A physical solution to that problem is the idea of cosmic inflation, a process by which the universe expanded exponentially in the very first instants after the Big Bang. Inflation doesn’t just solve this problem, but others too, making it a very attractive hypothesis.
A more philosophical idea is the anthropic principle. If two versions of the universe are equally likely, but one allows us to exist and one doesn’t, then it is no surprise that we are in the one that allows us to exist. There’s nobody else in the other version.
Beyond the limits of the universe
The idea of an anthropic principle can push us to consider explanations that go beyond our physics, whose remit is our known universe. There could be a multiverse with constants of all values, but only when those values are suitable for life, there are beings to observe such universes.

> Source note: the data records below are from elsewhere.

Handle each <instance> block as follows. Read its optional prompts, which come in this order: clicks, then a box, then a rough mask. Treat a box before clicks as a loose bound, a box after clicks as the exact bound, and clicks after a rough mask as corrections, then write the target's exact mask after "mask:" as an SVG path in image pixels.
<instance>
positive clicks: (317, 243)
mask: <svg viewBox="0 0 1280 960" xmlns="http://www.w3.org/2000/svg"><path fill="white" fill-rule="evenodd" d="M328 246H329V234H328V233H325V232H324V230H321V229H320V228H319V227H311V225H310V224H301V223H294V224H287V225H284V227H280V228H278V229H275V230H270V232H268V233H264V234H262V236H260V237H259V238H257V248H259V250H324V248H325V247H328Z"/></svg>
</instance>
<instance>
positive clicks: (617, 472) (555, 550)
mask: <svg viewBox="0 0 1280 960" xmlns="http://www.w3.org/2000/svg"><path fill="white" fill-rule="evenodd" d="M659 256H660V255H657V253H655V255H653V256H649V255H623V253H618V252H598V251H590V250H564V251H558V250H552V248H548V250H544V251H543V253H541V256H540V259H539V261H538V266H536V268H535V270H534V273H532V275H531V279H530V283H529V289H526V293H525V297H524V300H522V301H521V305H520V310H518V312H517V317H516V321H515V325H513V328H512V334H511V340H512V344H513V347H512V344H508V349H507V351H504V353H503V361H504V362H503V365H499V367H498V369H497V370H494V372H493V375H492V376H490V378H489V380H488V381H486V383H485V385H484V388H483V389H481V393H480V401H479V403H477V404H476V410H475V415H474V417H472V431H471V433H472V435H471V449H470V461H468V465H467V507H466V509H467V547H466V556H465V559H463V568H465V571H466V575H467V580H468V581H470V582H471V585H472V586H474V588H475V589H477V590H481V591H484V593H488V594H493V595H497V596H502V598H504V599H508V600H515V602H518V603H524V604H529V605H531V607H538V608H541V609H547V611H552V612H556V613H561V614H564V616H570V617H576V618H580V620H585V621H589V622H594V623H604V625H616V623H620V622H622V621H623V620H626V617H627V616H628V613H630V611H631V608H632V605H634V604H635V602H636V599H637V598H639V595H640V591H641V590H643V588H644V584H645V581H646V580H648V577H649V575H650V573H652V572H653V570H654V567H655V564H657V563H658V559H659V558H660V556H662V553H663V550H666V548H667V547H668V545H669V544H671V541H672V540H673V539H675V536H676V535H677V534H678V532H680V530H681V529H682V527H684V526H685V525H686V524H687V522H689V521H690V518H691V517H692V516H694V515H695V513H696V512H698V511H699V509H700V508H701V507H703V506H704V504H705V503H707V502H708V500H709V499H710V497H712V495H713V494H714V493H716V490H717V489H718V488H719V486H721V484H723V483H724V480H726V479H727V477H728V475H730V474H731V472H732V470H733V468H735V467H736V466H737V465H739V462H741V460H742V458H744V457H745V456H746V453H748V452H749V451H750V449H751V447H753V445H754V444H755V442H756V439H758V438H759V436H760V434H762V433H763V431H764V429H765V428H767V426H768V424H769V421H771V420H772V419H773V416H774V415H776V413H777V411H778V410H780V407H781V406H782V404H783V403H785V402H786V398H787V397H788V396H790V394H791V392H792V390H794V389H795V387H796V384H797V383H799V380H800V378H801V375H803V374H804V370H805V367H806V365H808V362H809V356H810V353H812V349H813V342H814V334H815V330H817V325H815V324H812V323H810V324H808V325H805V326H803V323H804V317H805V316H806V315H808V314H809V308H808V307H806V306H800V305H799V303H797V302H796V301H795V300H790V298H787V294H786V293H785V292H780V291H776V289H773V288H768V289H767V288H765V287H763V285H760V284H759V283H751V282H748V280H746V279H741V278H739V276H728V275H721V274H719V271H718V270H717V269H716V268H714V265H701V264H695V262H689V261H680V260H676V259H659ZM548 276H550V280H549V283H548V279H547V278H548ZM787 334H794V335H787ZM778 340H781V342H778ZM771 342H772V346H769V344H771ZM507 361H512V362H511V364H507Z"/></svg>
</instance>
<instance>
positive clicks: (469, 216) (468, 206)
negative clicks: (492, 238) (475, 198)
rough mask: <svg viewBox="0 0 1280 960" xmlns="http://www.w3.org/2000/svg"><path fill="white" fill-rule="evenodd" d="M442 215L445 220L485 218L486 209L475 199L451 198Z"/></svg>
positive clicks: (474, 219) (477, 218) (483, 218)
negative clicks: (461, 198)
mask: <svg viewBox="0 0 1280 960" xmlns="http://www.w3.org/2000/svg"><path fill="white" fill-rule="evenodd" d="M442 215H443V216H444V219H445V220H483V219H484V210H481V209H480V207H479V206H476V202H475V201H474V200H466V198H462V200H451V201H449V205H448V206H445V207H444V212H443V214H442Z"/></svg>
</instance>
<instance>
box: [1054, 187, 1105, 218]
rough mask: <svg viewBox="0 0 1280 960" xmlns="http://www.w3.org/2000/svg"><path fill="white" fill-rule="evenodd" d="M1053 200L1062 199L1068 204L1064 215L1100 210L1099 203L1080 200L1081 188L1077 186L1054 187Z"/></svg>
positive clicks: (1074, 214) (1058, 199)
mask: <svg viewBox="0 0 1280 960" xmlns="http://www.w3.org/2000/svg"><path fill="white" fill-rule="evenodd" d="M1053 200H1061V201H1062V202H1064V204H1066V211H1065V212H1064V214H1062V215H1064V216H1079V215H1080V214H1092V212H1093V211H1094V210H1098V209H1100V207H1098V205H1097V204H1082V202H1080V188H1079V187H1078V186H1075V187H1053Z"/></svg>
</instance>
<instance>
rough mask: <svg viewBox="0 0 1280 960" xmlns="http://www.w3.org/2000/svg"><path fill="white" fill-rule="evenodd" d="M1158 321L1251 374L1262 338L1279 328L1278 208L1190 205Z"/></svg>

Or maybe there’s a cosmic natural selection, where a universe like ours can give birth to other universes via black holes, so universes that can make black holes are more common, and universes like ours that can do both black holes and life would end up being numerous.
The other common thread when it comes to the fine-tuned universe idea is that it is a natural justification for the existence of God, or a general creating deity or being. This theistic explanation has many supporters, though they do not seem to like the fact that such an explanation can be equally applied to the idea that the universe is a simulation.
Writer Douglas Adams satirized this very idea in 2002, in his book The Salmon of Doubt: “Imagine a puddle waking up one morning and thinking, 'This is an interesting world I find myself in, an interesting hole I find myself in, fits me rather neatly, doesn't it? In fact, it fits me staggeringly well, must have been made to have me in it!'”
The universe hates clean floors
It is impossible to avoid the human element when it comes to understanding the universe. The way we comprehend it, how we relate to it, and wonder why it is like this and not different, all pass through our knowledge and our views. To stress that, let me provide you with a wonderfully bizarre claim: the universe hates clean floors!
You might be familiar with the idea that buttered toast always falls on the buttered side. This is not true; it doesn’t always fall on the buttered side, but a large experiment has demonstrated that statistically, it is more likely to fall on the buttered side than the other side. Researchers were then able to link that statistical difference to the fine structure constant we encountered above. Basically, you are saying that the universe, at its very fundamentals, prefers buttered toast to fall on the buttered side. In other words, the universe hates clean floors.
But if you look at the details of the paper, the connection between the fall on the buttered side and the fine structure constant appears after several steps. Toast falls as it does because it only has a certain amount of time to spin around. The reason why it only has a certain amount of rotation in it is that it only falls from a small range of heights.
The reason why there is a small range of heights in tables, counters, and standing humans is that evolution has favored a particular range of heights for our bodies. That range was favored because it meant that falling down doesn’t result in a death sentence for us all. It’s from the calcium in our bones that the connection to the fundamental constant can be found.
So does the universe really hate clean floors? Are the constants of the universe really fine-tuned? Maybe yes to one, maybe even to both, but let’s not forget how our nature plays a role in posing and interpreting those questions.